Think about it. What was the biggest obstacle Columbus faced in getting backing for his voyage to prove the earth is round? Most of the people with the resources to fund his exploration believed the earth is flat! They were confident in that belief. Were they right?

Browse the About Learning section to get more information on how cognitive consistency can obstruct learning, and our views on how this leading business problem can be turned into a competitive advantage.

Group Dynamics

People are strongly influenced by the real or imagined presence of other people. Humans have a fundamental need to belong. Understanding that is one of the missions of the social psychologists.

Of primary interest to businesses is the concept of ingroups and outgroups. People will do heroic things to please ingroup members, and they will do even more heroic things to oppose outgroup members.

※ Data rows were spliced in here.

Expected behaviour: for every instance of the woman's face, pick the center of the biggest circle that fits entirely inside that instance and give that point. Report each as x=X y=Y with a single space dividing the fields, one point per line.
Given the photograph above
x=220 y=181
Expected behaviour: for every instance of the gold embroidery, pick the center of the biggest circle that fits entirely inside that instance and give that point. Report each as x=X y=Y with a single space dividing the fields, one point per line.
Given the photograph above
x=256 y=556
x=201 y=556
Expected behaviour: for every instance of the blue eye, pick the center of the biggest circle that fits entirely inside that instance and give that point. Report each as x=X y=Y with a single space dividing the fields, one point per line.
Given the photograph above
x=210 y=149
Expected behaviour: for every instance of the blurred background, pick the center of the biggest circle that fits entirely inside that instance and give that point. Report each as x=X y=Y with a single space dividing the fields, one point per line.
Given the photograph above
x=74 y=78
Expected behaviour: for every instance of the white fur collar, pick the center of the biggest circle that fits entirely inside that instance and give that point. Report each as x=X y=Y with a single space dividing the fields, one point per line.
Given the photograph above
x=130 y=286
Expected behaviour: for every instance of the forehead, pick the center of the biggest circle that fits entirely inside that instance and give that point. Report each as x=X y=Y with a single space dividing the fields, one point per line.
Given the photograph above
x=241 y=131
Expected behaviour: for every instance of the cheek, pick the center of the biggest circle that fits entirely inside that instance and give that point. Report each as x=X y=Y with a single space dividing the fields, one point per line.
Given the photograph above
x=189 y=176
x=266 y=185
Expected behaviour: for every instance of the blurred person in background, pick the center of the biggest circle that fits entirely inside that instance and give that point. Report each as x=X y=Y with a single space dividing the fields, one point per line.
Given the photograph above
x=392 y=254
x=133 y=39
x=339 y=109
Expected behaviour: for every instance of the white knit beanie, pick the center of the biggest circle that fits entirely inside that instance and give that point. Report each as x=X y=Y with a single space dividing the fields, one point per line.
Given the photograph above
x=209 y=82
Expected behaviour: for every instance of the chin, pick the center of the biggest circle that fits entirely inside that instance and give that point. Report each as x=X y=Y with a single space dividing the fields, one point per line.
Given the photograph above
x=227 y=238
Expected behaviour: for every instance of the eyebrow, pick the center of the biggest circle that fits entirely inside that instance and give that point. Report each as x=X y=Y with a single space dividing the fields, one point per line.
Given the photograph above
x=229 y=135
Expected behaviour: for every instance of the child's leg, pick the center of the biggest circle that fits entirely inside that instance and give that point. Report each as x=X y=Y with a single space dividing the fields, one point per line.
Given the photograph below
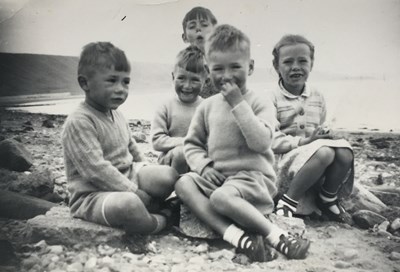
x=308 y=175
x=126 y=210
x=228 y=202
x=337 y=171
x=178 y=160
x=157 y=180
x=200 y=205
x=187 y=190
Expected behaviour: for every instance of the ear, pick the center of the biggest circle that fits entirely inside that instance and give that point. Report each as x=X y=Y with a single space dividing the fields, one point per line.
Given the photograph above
x=82 y=80
x=184 y=38
x=251 y=67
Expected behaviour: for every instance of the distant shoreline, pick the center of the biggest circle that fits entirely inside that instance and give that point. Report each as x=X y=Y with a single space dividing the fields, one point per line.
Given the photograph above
x=34 y=99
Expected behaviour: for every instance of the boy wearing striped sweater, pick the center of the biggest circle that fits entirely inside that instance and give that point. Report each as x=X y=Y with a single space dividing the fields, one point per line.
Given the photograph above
x=108 y=179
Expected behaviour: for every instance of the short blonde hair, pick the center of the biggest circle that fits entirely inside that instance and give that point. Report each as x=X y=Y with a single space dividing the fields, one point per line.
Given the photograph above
x=225 y=38
x=291 y=39
x=192 y=60
x=98 y=55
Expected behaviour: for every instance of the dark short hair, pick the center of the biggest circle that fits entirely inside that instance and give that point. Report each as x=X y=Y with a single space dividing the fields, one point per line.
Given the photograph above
x=191 y=59
x=99 y=55
x=291 y=40
x=227 y=37
x=198 y=12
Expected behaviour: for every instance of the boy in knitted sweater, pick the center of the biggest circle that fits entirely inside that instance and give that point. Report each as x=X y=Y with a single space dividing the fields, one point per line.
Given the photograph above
x=228 y=148
x=171 y=120
x=108 y=178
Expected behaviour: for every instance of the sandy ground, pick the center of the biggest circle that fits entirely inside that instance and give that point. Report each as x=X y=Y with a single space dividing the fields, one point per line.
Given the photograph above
x=335 y=247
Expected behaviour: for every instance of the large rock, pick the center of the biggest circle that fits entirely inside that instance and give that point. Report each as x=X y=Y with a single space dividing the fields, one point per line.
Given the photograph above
x=367 y=219
x=14 y=156
x=58 y=227
x=362 y=199
x=19 y=206
x=191 y=226
x=38 y=183
x=388 y=195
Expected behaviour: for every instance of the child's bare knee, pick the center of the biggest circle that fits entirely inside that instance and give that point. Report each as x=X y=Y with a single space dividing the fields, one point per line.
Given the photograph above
x=219 y=199
x=325 y=155
x=344 y=156
x=182 y=187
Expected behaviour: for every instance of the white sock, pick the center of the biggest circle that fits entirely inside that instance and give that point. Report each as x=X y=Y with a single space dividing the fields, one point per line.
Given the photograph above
x=233 y=234
x=273 y=236
x=333 y=208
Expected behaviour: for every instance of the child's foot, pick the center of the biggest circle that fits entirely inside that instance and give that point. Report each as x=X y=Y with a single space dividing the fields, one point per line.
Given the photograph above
x=253 y=247
x=293 y=246
x=286 y=206
x=342 y=216
x=170 y=209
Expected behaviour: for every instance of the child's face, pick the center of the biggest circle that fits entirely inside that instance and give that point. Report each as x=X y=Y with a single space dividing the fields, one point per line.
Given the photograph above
x=188 y=84
x=294 y=66
x=196 y=32
x=107 y=89
x=230 y=66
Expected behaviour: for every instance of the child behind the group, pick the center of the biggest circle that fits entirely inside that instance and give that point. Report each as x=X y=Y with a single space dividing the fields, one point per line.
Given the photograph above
x=171 y=121
x=197 y=24
x=228 y=148
x=309 y=156
x=108 y=179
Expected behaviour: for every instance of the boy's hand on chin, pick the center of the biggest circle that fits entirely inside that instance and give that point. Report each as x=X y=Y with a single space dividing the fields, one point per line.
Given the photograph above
x=212 y=175
x=232 y=93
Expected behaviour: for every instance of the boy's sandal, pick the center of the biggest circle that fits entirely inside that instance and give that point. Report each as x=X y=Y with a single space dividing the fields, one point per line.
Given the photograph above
x=342 y=217
x=284 y=211
x=171 y=210
x=293 y=246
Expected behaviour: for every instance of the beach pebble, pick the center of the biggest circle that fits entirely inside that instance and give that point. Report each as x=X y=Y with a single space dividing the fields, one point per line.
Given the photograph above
x=202 y=248
x=350 y=254
x=394 y=256
x=57 y=249
x=342 y=264
x=90 y=263
x=395 y=224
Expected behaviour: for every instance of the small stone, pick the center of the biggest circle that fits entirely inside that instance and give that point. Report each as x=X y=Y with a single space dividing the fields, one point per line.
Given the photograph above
x=91 y=263
x=394 y=256
x=395 y=224
x=57 y=249
x=202 y=248
x=75 y=267
x=342 y=264
x=350 y=254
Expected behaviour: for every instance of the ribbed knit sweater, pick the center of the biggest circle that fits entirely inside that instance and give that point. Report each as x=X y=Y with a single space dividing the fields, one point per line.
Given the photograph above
x=232 y=139
x=98 y=152
x=171 y=123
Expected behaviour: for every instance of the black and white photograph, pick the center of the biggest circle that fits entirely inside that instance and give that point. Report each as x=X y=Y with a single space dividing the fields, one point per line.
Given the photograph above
x=200 y=135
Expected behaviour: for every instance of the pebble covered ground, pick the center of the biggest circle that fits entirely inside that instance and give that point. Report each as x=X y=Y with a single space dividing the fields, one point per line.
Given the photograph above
x=335 y=247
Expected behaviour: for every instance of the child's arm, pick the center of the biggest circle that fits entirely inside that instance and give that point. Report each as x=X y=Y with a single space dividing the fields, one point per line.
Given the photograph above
x=256 y=126
x=160 y=138
x=195 y=144
x=82 y=147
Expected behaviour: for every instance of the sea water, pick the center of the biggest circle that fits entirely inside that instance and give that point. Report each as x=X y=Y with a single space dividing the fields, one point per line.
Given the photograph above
x=352 y=104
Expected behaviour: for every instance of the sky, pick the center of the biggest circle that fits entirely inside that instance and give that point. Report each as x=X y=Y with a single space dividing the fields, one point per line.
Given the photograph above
x=351 y=37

Browse the About Uniting section understand more about group dynamics and how to use that understanding to achieve breakthroughs in the performance of your business.

Businesses Are Social Groups

Peter Drucker, Daniel Kahneman, Amos Tversky, Srully Blotnick and many other learned people have concluded through sound research that people behave in a business organization about the same way they behave in non-business organizations. Yet businesses cling to the unproven belief that people in businesses are rational actors who can operate most efficiently in isolated functional groups organized in vertical lines of authority.

We seek out the rare business people who can grasp the newer concepts - that businesses are social groups - and help them tap into the potential competitive strengths social groups have to offer.

People who feel at home in strictly hierarchical business organizations pretend that businesses are not social groups. They are sitting ducks, like Montgomery Wards' stores were sitting ducks for Walmart.